A scholarly and serious-minded evaluation of scriptural text Jan 13, 2006
The latest volume in the Acadia Studies in Bible and Theology series, Finally Feminist: A Pragmatic Christian Understanding of Gender is a thoughtful examination of evangelical Christian perspectives on gender. With an evenhanded eye for detail, theology professor John Stackhouse, Jr. reveals why "both sides are right" - the Bible is both feminist and patriarchal. Extensively researched, Finally Feminist seeks to outline both the egalitarian and complementarian elements of biblical text in its search for a balanced and accurate paradigm to better understand what the Bible has to say about women. A scholarly and serious-minded evaluation of scriptural text.

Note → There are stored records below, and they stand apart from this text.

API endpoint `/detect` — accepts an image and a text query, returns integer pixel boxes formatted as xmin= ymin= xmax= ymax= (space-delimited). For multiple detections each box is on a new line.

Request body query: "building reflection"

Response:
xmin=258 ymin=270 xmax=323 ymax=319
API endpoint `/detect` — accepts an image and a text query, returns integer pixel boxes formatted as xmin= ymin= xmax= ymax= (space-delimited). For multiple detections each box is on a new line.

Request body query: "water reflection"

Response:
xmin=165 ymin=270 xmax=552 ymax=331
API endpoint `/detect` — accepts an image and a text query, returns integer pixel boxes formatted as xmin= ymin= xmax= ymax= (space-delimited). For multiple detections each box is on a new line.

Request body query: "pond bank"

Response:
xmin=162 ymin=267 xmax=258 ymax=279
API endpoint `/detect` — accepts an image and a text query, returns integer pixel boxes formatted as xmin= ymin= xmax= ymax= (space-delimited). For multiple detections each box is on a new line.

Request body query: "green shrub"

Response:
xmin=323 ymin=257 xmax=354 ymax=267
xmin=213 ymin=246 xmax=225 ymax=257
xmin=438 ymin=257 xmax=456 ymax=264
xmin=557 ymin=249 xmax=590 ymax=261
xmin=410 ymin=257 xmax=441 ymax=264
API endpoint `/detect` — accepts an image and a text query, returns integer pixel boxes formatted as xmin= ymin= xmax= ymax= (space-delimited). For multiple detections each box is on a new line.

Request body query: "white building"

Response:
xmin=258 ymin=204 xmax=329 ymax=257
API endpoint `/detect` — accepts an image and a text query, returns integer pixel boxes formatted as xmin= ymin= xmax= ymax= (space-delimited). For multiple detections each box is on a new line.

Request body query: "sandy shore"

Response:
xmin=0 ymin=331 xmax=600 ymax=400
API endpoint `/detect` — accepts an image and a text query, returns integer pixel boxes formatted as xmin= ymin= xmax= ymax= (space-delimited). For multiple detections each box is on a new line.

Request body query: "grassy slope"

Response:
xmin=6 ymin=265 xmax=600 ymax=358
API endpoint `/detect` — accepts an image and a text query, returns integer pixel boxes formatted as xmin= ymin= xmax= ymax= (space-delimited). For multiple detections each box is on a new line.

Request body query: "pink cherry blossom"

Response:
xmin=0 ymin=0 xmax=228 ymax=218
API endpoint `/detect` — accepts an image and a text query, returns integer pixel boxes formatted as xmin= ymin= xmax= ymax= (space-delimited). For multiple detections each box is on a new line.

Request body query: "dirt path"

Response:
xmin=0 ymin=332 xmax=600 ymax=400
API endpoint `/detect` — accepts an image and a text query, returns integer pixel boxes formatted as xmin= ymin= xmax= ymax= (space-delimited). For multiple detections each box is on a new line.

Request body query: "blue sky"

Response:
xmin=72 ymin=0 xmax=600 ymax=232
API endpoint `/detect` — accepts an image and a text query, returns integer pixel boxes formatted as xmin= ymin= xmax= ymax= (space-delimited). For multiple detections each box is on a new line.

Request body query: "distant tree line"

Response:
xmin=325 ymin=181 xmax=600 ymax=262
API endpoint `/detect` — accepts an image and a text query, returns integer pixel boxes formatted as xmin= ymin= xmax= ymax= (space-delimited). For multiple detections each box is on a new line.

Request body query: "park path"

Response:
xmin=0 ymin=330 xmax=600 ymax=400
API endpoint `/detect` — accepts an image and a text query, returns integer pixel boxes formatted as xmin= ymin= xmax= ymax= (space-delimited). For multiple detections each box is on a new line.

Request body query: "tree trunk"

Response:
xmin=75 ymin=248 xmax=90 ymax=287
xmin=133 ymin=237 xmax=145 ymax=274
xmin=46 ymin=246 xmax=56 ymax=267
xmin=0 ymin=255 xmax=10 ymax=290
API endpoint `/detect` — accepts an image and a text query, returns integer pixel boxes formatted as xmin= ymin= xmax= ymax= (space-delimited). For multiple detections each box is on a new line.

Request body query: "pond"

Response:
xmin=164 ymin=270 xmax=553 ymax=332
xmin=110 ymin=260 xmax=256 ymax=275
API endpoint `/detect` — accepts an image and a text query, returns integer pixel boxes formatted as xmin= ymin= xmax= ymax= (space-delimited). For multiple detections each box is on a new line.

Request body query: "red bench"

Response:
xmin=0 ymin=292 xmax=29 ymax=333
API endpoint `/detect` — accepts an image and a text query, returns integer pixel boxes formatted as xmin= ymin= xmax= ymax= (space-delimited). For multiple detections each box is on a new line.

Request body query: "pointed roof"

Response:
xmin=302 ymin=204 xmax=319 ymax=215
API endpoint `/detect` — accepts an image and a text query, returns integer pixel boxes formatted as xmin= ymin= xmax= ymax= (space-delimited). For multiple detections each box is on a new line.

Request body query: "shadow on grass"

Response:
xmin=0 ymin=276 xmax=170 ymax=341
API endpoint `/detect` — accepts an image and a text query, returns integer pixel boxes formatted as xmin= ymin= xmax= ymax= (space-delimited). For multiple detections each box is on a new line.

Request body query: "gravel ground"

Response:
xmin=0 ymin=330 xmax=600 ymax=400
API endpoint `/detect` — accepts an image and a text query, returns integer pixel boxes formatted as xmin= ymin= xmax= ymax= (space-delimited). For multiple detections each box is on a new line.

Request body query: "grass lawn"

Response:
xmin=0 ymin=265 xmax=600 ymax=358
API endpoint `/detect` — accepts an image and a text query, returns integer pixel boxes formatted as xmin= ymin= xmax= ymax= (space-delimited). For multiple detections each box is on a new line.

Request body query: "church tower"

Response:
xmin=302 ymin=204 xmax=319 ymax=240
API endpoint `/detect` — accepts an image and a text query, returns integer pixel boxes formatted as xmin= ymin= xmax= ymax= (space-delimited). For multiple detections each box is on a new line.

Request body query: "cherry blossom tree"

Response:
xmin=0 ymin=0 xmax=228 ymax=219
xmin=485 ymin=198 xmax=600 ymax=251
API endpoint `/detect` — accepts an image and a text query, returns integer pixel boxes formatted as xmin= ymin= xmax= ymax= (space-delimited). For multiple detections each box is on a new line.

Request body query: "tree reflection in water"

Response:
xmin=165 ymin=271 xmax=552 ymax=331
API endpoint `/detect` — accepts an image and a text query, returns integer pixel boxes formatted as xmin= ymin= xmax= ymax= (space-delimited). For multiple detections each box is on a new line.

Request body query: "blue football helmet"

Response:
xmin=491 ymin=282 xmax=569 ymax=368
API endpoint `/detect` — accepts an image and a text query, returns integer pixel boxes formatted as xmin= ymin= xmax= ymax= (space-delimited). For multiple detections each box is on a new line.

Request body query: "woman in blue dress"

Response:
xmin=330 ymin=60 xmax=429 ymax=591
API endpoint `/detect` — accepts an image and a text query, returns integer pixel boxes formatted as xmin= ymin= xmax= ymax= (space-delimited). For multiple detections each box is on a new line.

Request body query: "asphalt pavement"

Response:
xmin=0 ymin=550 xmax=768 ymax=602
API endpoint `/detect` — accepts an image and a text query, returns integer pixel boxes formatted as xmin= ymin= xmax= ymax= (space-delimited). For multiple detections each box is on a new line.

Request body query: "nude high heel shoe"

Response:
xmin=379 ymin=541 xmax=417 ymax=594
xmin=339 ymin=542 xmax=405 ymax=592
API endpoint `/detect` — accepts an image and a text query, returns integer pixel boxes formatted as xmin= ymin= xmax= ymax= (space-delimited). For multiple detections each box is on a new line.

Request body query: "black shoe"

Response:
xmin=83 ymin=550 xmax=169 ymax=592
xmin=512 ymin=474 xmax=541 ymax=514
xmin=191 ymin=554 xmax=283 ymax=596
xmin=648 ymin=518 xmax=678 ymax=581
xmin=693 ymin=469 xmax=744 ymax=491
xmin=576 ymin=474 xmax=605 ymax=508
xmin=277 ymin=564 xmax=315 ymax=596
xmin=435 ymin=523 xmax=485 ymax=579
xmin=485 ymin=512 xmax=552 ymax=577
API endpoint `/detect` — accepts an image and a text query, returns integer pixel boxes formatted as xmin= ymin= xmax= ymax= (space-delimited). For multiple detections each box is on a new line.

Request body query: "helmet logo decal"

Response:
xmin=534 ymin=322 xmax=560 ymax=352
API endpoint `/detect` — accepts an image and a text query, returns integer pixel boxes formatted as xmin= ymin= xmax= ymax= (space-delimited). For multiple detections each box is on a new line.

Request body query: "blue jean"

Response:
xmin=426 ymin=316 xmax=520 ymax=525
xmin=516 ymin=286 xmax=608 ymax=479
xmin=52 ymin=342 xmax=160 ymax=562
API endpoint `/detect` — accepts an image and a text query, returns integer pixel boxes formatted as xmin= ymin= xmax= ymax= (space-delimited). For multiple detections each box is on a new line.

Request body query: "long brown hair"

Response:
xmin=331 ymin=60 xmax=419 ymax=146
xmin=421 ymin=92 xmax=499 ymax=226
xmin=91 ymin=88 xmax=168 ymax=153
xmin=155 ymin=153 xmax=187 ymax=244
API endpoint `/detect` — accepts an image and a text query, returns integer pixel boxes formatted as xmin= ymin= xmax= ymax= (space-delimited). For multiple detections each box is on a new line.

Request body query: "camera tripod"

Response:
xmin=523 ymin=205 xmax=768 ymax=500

From Plymouth Brethern to Finally Feminist Dec 9, 2005
John G. Stackhouse has created a beautifully crafted book: smart, clearly written, informative, insightful and challenging. Developing an assessment of gender roles in the church derived from his own experience raised in the Plymouth Brethern (where my own grandfather, William Chawner, was a prominent lay preacher), Stackhouse develops arguments in biblical interpretation and social analysis that are bound to inform many, offend some, and engage all.
His sensitive, informed, and clear explanation of how authoritative texts should be interpreted has cross-over value in many fields within and outside Christian theology.
This book is a "must read" for people interested in the issues.